Home / Health / Gene Therapy Trial for Rare Pitt Hopkins Syndrome Begins
Gene Therapy Trial for Rare Pitt Hopkins Syndrome Begins
26 Feb
Summary
- First patient dosed in Phase I/II UNITE study for Pitt Hopkins syndrome.
- Study assesses tolerability and early efficacy of novel gene therapy.
- Rare condition affects approximately 1 in 34,000 individuals.
Mahzi Therapeutics has dosed the first patient in its Phase I/II UNITE study, evaluating MZ-1866, an investigational gene therapy for Pitt Hopkins syndrome. This multicenter, open-label trial is being conducted globally, enrolling approximately 12 participants across Spain, Israel, and the US.
The study aims to assess the tolerability, early efficacy, and safety of a single administration of MZ-1866, delivered via intracerebroventricular means. Exploratory endpoints will also examine cognitive, communication, developmental, and motor function outcomes.

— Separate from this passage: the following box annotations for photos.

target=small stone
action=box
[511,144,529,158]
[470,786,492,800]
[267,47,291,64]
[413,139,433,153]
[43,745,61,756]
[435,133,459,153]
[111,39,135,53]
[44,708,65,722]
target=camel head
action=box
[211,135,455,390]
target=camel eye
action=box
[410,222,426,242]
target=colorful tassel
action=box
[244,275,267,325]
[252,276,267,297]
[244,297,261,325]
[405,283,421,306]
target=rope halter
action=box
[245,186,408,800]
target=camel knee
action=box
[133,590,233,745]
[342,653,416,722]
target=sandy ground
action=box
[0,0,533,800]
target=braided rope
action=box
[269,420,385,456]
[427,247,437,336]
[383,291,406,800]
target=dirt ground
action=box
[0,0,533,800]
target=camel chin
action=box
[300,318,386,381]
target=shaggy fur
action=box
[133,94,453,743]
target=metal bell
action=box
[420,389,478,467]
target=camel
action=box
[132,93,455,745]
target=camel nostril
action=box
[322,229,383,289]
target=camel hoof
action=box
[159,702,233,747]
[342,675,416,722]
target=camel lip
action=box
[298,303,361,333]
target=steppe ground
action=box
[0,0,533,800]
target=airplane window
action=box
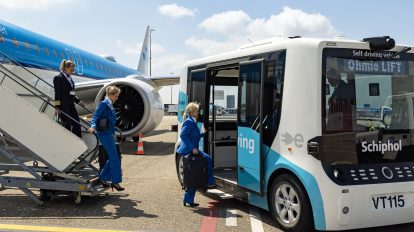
[24,42,30,51]
[44,47,49,56]
[13,38,19,48]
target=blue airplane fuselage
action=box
[0,20,141,80]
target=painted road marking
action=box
[226,209,237,226]
[0,224,132,232]
[249,205,264,232]
[200,201,218,232]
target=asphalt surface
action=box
[0,116,414,232]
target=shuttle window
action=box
[13,38,19,48]
[321,49,414,165]
[43,47,49,56]
[24,42,30,51]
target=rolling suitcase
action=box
[183,154,208,188]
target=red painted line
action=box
[200,201,218,232]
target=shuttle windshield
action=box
[322,48,414,165]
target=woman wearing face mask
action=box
[177,102,214,207]
[88,86,125,191]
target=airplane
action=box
[0,20,179,140]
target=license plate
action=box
[371,194,407,210]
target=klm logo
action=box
[237,134,254,154]
[142,47,147,60]
[282,132,304,147]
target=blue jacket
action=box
[91,98,116,135]
[177,116,202,155]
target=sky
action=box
[0,0,414,103]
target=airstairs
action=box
[0,51,105,204]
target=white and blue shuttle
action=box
[0,20,178,137]
[176,36,414,231]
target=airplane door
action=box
[237,59,263,194]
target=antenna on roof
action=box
[247,38,256,46]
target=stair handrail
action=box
[0,54,99,171]
[0,51,93,115]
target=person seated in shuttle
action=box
[326,68,355,131]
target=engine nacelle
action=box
[95,78,164,137]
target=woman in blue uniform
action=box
[177,102,214,207]
[88,86,125,191]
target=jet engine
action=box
[95,78,164,137]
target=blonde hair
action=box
[105,85,121,96]
[183,102,200,120]
[60,59,75,71]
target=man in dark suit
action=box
[53,60,83,138]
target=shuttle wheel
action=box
[40,189,52,201]
[269,174,314,231]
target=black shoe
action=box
[111,184,125,192]
[183,201,200,207]
[97,179,109,188]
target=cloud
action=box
[186,7,340,55]
[246,7,338,39]
[199,10,251,33]
[115,40,165,56]
[158,3,197,18]
[115,40,184,75]
[185,37,243,56]
[0,0,73,10]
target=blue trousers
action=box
[98,134,122,184]
[184,151,214,204]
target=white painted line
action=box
[207,189,233,199]
[249,205,264,232]
[226,209,237,226]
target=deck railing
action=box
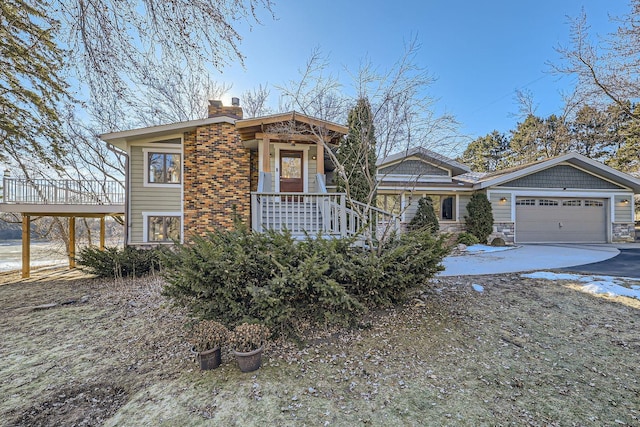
[251,192,399,240]
[0,176,125,205]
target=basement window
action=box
[147,216,180,242]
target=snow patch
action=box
[467,245,515,252]
[522,271,640,300]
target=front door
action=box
[280,151,304,193]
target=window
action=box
[376,194,400,215]
[147,216,180,242]
[147,153,181,184]
[440,196,453,221]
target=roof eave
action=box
[100,116,236,149]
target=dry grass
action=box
[0,275,640,426]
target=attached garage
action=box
[515,197,608,243]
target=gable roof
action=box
[236,111,349,141]
[474,153,640,193]
[377,147,471,176]
[100,116,236,149]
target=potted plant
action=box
[229,323,271,372]
[191,320,229,370]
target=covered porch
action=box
[236,112,400,239]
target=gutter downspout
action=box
[107,142,131,246]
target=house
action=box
[378,148,640,243]
[101,98,640,245]
[101,98,394,245]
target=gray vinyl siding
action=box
[613,194,633,222]
[458,194,471,223]
[501,165,621,190]
[404,193,462,222]
[129,145,182,243]
[378,160,449,176]
[489,192,511,222]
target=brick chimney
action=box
[209,97,242,119]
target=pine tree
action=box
[464,193,493,243]
[0,0,67,164]
[336,98,376,204]
[409,196,440,233]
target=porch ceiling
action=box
[236,111,348,144]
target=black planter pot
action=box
[233,346,264,372]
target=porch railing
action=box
[0,176,125,205]
[251,192,400,240]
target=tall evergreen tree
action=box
[459,130,510,172]
[464,193,493,243]
[336,98,377,204]
[0,0,67,164]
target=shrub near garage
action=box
[163,225,447,335]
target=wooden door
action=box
[280,151,304,193]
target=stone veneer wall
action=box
[184,123,251,239]
[611,222,636,242]
[251,151,260,191]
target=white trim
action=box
[180,134,184,243]
[100,116,236,146]
[129,133,184,148]
[378,155,453,178]
[142,211,184,243]
[376,173,452,184]
[142,144,184,188]
[271,143,311,193]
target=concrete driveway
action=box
[439,244,624,277]
[561,245,640,277]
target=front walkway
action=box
[439,244,620,276]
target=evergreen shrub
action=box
[409,196,440,233]
[163,226,447,335]
[456,232,480,246]
[76,246,163,278]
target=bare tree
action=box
[242,84,272,118]
[279,39,458,249]
[550,4,640,119]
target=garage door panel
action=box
[516,197,607,243]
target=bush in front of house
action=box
[464,193,493,244]
[163,227,447,335]
[76,246,163,278]
[408,196,440,233]
[456,232,480,246]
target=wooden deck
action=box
[0,266,96,286]
[0,173,125,284]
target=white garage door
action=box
[515,197,607,243]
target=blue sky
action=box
[218,0,629,145]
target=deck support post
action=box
[316,141,324,175]
[22,214,31,279]
[100,216,104,251]
[69,216,76,269]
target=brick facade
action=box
[184,110,252,239]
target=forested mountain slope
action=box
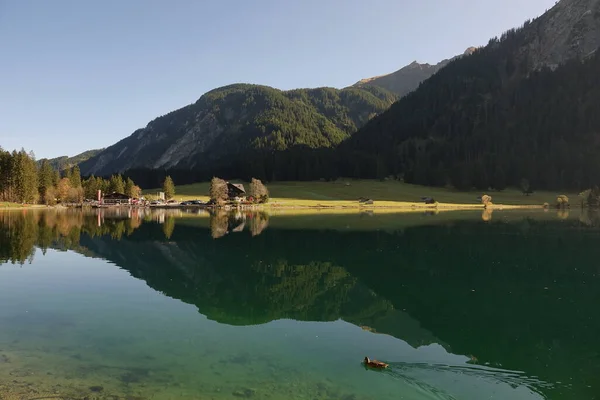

Pitt Hopkins syndrome is a rare genetic disorder affecting approximately 8,000 people in the US, stemming from mutations in the TCF4 gene. Symptoms can include autism, developmental delays, hypotonia, ataxia, breathing irregularities, and epilepsy.
Developed in partnership with the Muotri Lab at the University of California, San Diego, and funded by the California Institute for Regenerative Medicine (CIRM), MZ-1866 represents a significant step in addressing a critical unmet medical need for affected families.